= Kernowek Standard =

Variety of the revived Cornish language

Kernowek Standard (KS, Standard Cornish), its initial version spelt Kernowak Standard, is a variety of the spelling of revived Cornish. It has two specifications, the first of which was published as a draft proposal in March 2007, and the second of which was published as a practical orthography in May 2012.

==Kernowak Standard (KS1)==
Its first iteration, then spelt Kernowak Standard and now designated KS1, was developed gradually by a group called UdnFormScrefys ('Single Written Form') as part of the Cornish language community's process of agreement on a Standard Written Form (SWF) for Cornish through the public body Cornish Language Partnership. It was published as a proposal in a series of revisions, Revision 11 of which was released to the Cornish Language Commission on 26 March 2007. Revision 15 was published on 22 June 2007. Revision 16 was published on 14 November 2007. Its principal authors were Michael Everson, Neil Kennedy and Nicholas Williams.The orthography was meant to adhere to two basic requirements which the group identified with: to be based on orthographic forms attested in the Cornish literary scribal tradition, and to have an unambiguous relationship between spelling and sounds. To embrace both Middle and Late Cornish forms, Kernowak Standard took as its foundation the late Middle Cornish play Creation of the World by William Jordan (1611). On 14 October 2007, during the process of agreeing a Standard Written Form for Cornish, Kernowak Standard (as KS1) was designated to provide a key source of input into the new SWF, along with another orthography, Kernewek Kemmyn.

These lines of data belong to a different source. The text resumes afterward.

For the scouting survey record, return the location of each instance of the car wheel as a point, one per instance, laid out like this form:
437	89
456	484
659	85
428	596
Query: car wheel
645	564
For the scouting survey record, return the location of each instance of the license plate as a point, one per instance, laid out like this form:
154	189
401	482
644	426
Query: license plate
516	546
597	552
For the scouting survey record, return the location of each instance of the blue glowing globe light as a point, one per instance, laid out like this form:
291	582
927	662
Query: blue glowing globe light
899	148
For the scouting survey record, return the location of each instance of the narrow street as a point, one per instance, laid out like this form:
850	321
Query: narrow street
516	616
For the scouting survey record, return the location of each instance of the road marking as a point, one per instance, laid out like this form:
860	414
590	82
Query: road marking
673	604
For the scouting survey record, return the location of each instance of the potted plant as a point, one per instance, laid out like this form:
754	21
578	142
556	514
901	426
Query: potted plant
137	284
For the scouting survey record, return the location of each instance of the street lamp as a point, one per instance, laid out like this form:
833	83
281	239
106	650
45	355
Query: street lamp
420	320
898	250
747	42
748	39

==Kernowek Standard (KS2)==
After the publication of the specification of the agreed Standard Written Form, members of UdnFormScrefys, after scrutinising the published description, decided to form a new, public group, called Spellyans ('Spelling'). This group undertook to study the SWF, to determine what shortcomings it might have, and to propose and implement solutions to those shortcomings. The group identified what they saw as a number of inconsistencies, ambiguities, and errors, and discussion on an online discussion list led to the publication of a number of texts in the resulting orthography, Kernowek Standard, designated as KS and not KS2, culminating in the publication of the Bible in Cornish and a comprehensive grammar, Desky Kernowek on 1 May 2012.

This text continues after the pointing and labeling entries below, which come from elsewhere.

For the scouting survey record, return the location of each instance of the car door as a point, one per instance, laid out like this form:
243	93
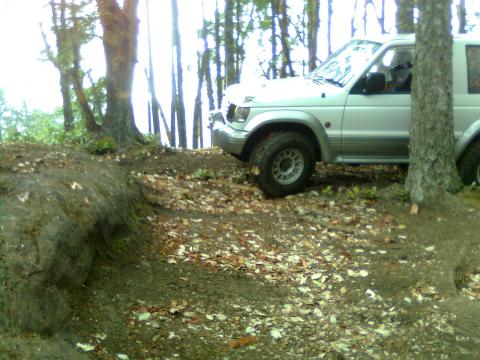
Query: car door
375	126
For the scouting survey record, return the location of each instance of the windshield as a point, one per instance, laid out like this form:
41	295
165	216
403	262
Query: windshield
341	66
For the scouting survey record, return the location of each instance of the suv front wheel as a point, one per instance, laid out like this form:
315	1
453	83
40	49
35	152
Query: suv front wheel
282	163
469	166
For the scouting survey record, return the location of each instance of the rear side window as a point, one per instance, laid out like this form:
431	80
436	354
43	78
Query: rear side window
473	63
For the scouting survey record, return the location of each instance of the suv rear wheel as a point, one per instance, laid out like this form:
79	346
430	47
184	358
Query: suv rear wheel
282	163
469	166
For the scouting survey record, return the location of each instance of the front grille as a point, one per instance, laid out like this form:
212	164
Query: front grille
231	111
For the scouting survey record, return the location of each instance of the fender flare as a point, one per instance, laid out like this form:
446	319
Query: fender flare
292	117
468	136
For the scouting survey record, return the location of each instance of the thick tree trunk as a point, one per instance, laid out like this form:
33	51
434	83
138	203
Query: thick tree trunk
180	105
313	14
405	23
284	39
120	30
432	170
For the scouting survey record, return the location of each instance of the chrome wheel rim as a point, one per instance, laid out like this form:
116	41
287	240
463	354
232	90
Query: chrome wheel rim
288	166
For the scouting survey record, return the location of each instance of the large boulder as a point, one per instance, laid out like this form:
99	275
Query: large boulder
58	208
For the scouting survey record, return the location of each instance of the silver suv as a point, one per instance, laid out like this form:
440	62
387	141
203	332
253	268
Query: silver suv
353	109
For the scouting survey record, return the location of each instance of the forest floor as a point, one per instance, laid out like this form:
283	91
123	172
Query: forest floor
340	271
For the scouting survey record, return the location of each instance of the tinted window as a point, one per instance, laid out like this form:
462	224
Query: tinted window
473	63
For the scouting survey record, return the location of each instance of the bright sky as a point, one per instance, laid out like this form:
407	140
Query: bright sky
24	78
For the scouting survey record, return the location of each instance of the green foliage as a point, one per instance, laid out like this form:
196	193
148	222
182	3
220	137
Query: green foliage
101	146
327	191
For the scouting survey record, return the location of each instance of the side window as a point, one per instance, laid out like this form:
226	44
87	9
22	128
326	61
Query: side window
473	66
396	64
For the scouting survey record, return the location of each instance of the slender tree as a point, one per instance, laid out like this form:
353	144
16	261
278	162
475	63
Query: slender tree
462	17
197	109
329	25
404	16
274	17
76	76
218	59
180	105
432	170
313	13
120	31
287	66
61	61
154	111
230	75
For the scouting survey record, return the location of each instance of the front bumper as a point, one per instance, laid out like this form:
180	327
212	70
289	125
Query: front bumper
224	136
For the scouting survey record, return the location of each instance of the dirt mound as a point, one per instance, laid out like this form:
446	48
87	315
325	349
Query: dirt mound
57	208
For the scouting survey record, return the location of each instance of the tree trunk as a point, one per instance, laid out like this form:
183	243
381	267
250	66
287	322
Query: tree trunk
231	77
462	17
284	39
120	30
329	26
353	29
173	107
432	170
197	109
273	65
405	24
218	60
207	57
313	26
151	79
60	31
180	105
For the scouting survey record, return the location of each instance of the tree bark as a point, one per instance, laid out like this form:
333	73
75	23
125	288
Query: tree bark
120	31
218	60
60	30
404	16
432	170
329	26
462	17
284	39
313	27
230	76
151	79
77	82
180	105
197	109
273	65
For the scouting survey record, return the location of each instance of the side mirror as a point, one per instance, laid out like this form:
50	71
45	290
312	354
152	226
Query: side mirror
375	83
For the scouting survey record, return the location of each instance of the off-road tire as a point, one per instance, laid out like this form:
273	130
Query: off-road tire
282	162
469	165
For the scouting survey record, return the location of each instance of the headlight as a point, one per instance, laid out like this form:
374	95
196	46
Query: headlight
241	114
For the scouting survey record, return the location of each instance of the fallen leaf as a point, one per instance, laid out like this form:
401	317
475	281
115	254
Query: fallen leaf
276	334
414	209
246	340
85	347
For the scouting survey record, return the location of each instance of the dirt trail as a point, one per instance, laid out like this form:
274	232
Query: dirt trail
341	271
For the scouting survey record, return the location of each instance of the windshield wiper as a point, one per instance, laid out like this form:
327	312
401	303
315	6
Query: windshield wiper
320	79
332	81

Before the Standard Written Form was reviewed in 2013, KS was described by its proponents as a proposal for a number of changes to be made to the SWF. The following changes were proposed, none of which were ultimately adopted by the Cornish Language Partnership during the SWF's review:

- The supporters of KS argue that the SWF inherited what the group calls an "inconsistency" from Kernewek Kemmyn with regard to the distribution of the letters ⟨i⟩ and ⟨y⟩ outside monosyllables. For example, the SWF currently has palys 'palace' and gonis 'work', but it also has kegin 'kitchen' and kemmyn 'common', even though the final sound is the same. Supporters of the current distribution argue that it is etymological and maintains the correct sound when suffixes are added (singular kegin becomes plural keginow).
- The group also argues that the SWF is ambiguous and inconsistent in its use of ⟨u⟩, which can be pronounced a number of ways. KS proposed the use of ⟨û⟩ for //uː//, e.g. frût 'fruit', to prevent confusion with another ⟨u⟩ sound that can be pronounced either //iː// or //yː// (e.g. tus 'people'), and ⟨ù⟩ for short //ʊ//, e.g. pùb 'every', also to prevent confusion with the ⟨u⟩ above.
- The addition of the digraphs ⟨ai⟩ /[eː]/, to distinguish from ⟨ay⟩ /[aɪ]/ and ⟨ey⟩ //əɪ//, and ⟨au⟩ //ɔ// (/[ɔː]~[ɔ]/) to distinguish from ⟨aw⟩ //aʊ//.
- The principal devisor of Kernowek Standard, Nicholas Williams, argues that current use of the graphs (-v⟩ and ⟨-dh⟩ in final unstressed position results in incorrect pronunciation. He maintains that a consonant switch between stressed and unstressed final position should be made, stressed ⟨-v⟩ and ⟨-dh⟩ switching to unstressed ⟨-f⟩ and ⟨-th⟩ respectively, similar to the SWF's current ⟨g⟩/⟨k⟩ and ⟨b⟩/⟨p⟩ switch.
- Correction of an inconsistency between menydh 'mountain' (Welsh mynydd) and nowyth 'new' (Welsh newydd). In KS, both are spelt with -th because they are in final unstressed syllables. During the SWF review, the spelling of nowydh was accepted for the SWF. The supporters of KS argue that this was the wrong one of the two choices.

==Importance to Cornish literature==
Despite not being taught in most Cornish classes, Kernowek Standard is the most used orthography in present day Cornish. A recent study found that 36% of Cornish literature for the period 2009 - 2024 (i.e. the period following the introduction of the Standard Written Form), significantly more than for the Standard Written Form itself.